= Kadekodi =

Kadekodi is a small village situated on the National Highway 17 (NH17) on the way from Honnavar to Kumta. Kadekodi is part of Kumta Taluk, Uttara Kannada district, Karnataka State.

== History ==
The village existed for ages however there is no monumental history attached to the village. In Kannada, "Kade" means last and "Kodi" means water channel. The village is situated on the Arabian Sea hence one could see many water channels meeting the Arabian Sea.

== Transportation ==
=== Road ===
Kadekodi is very well connected through roads with a passing National highway NH-17 through it.
- NH-17 (Panvel - Edapally): Mumbai, Panjim, Mangalore and Ernakulam can be reached by this road.
It can be reached by even state highways connecting Kumta to sirsi and to hubli via yellapur.
Kadekodi village has its own bus stop near Gore Cross for boarding the local government bus.

===Rail===
- Kumta is the nearest railway station.

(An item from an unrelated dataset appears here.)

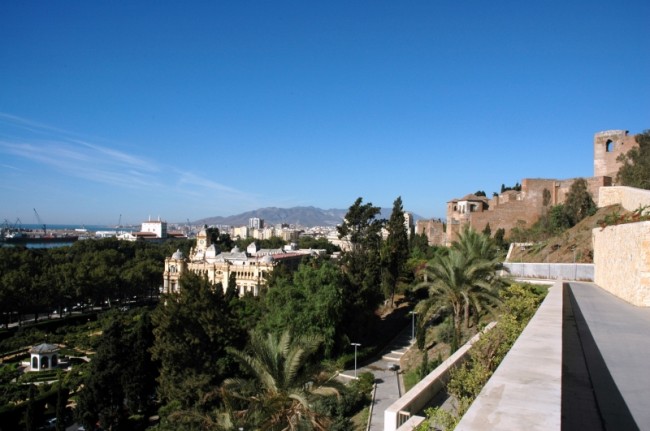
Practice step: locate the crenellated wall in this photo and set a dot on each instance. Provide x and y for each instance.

Kumta [KT] is well connected through konkan railways which has rails plying from Gandhidham, Panjim, Mar Goa towards Mangalore (Mangalore Central [MAQ] and Mangalore Junction [MAJN]), Kumbakonam and also vice versa. The railway station is very near to city situated about a kilometre away from national highway.

=== Air ===
- Nearest airports are Mangalore International Airport and Goa International airport.
Mangalore airport is about 212 km from Kumta.